Это пространство так или иначе захватывало всех его обитателей. В 1945 году в каком-то полубессознательном состоянии позади театра у церкви Иоанна Богослова мы играли с моим пятилетним сверстником Сашей — сыном Нины Станиславовны Сухоцкой, подруги Фаины Георгиевны Раневской и племянницы Алисы Коонен. Сухоцкая была участницей гастролей Камерного театра по городам Европы и Латинской Америки, свидетельницей небывалого успеха и гибели театра.
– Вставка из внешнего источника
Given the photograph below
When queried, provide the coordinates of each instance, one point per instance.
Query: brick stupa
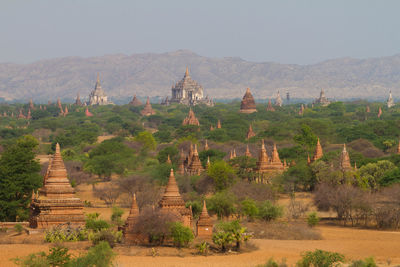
(204, 224)
(135, 102)
(248, 105)
(345, 160)
(318, 151)
(128, 229)
(250, 133)
(195, 167)
(147, 110)
(172, 202)
(191, 119)
(56, 203)
(269, 106)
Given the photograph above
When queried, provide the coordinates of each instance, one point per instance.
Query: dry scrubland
(353, 243)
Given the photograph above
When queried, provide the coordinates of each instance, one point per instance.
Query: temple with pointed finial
(195, 167)
(191, 119)
(318, 151)
(390, 101)
(128, 230)
(268, 167)
(204, 224)
(322, 100)
(269, 106)
(278, 100)
(188, 92)
(172, 202)
(147, 110)
(250, 133)
(135, 102)
(98, 96)
(248, 105)
(78, 101)
(56, 203)
(345, 160)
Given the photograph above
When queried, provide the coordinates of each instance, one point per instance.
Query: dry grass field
(353, 243)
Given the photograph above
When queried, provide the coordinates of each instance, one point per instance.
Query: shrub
(203, 248)
(269, 211)
(94, 223)
(116, 216)
(181, 235)
(320, 258)
(368, 262)
(312, 219)
(107, 235)
(18, 228)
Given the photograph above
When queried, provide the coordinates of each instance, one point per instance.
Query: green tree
(147, 140)
(181, 235)
(19, 176)
(222, 174)
(306, 138)
(222, 204)
(320, 258)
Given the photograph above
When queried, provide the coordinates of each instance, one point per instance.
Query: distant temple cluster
(188, 92)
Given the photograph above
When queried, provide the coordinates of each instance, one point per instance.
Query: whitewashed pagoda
(188, 92)
(97, 96)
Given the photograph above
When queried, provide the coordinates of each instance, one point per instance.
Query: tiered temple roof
(135, 102)
(318, 151)
(187, 91)
(269, 106)
(345, 160)
(322, 100)
(204, 224)
(268, 167)
(56, 202)
(147, 110)
(278, 100)
(172, 201)
(195, 167)
(191, 119)
(390, 101)
(248, 105)
(250, 133)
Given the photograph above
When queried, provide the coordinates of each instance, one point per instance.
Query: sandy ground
(353, 243)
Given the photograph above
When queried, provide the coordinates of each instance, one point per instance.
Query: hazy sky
(296, 31)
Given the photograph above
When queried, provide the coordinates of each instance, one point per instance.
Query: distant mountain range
(153, 75)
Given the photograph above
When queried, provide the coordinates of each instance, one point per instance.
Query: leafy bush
(320, 258)
(116, 216)
(181, 235)
(368, 262)
(269, 211)
(18, 228)
(110, 236)
(312, 219)
(94, 223)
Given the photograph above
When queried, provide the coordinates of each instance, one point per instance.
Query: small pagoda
(269, 106)
(195, 167)
(128, 229)
(135, 102)
(204, 224)
(345, 160)
(147, 110)
(248, 105)
(191, 119)
(56, 203)
(172, 202)
(250, 133)
(318, 151)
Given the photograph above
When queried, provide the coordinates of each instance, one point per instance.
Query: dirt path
(353, 243)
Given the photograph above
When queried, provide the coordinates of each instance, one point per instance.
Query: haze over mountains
(153, 75)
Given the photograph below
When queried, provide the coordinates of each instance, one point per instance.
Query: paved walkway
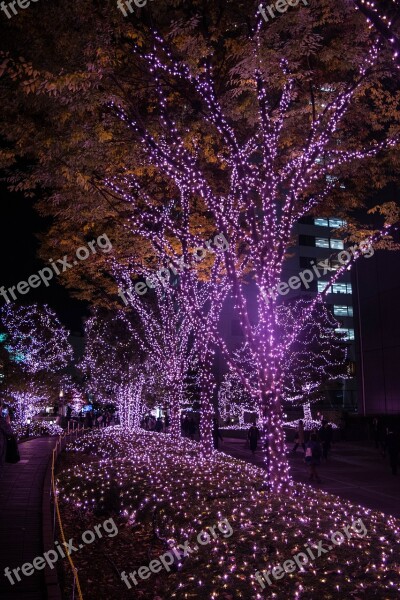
(21, 489)
(354, 471)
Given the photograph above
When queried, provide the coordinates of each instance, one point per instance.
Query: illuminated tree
(114, 365)
(235, 126)
(36, 339)
(169, 336)
(316, 356)
(385, 20)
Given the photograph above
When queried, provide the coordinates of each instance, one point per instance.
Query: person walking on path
(299, 439)
(325, 435)
(159, 425)
(5, 432)
(313, 456)
(393, 446)
(216, 434)
(253, 436)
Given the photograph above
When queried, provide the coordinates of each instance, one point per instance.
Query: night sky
(19, 246)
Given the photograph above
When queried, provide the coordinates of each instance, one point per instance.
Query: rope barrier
(57, 511)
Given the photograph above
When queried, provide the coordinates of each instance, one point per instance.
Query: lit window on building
(336, 244)
(336, 223)
(322, 285)
(333, 222)
(336, 288)
(342, 288)
(348, 333)
(342, 311)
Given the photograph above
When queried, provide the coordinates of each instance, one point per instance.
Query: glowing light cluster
(252, 198)
(141, 474)
(36, 337)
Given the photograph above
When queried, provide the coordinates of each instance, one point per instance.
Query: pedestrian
(216, 433)
(159, 425)
(393, 446)
(325, 436)
(5, 432)
(313, 456)
(253, 436)
(299, 439)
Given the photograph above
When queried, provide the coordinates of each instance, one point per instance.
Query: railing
(59, 447)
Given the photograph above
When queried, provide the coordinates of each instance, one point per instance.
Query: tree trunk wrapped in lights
(263, 192)
(235, 122)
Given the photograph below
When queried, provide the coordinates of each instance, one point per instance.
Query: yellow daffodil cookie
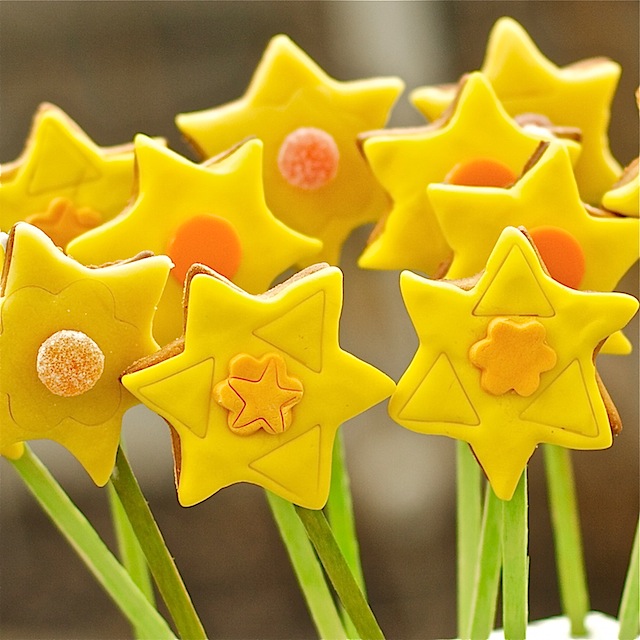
(64, 183)
(578, 95)
(579, 249)
(212, 213)
(476, 142)
(507, 362)
(67, 332)
(258, 386)
(316, 179)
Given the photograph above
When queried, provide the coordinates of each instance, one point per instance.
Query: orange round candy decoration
(309, 158)
(481, 172)
(209, 240)
(69, 363)
(561, 254)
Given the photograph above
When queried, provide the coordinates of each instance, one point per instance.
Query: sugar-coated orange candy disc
(209, 240)
(561, 253)
(481, 172)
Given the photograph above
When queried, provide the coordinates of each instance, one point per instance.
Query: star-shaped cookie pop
(581, 250)
(67, 332)
(578, 95)
(258, 386)
(212, 213)
(476, 142)
(64, 183)
(316, 178)
(507, 362)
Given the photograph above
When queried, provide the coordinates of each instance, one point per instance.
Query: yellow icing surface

Нина Станиславовна жила в двух крошечных смежных комнатах огромного доходного дома по Тверскому бульвару — «через церковь» от Таирова и Коонен. После смерти Алисы Георгиевны Сухоцкая стала ее наследницей.

Огромное мягкое кресло, диван, большую картину в золоченой раме — портрет балерины Ольги Преображенской в белой пачке с ее подписью под фразой: «Я буду жить вечно» и гигантскую бегонию с фиолетовыми листьями в китайском кашпо я увидел в 70-х годах в доме Раневской. Фаина Георгиевна с досадой сказала: «Это все — имущество Алисы Коонен, Нине некуда поставить, пока поставила ко мне».

Нельзя было тогда найти в доме Раневской другие предметы, вызывавшие у нее чувство такого же бессильного отчаянья и неисправимой беды — как эти четыре громадины, не поместившиеся в их жизни.

Последние полвека церкви Иоанна Богослова — отражение трагической судьбы Камерного театра. Пятьдесят лет ее уснувшие, распадающиеся древние купола и шатер колокольни, казалось, брошены навсегда, забыты — как мы должны были бы забыть искусство Таирова, Коонен, Камерный театр, его жизнь.

Сейчас Иоанн Богослов почти восстановлен.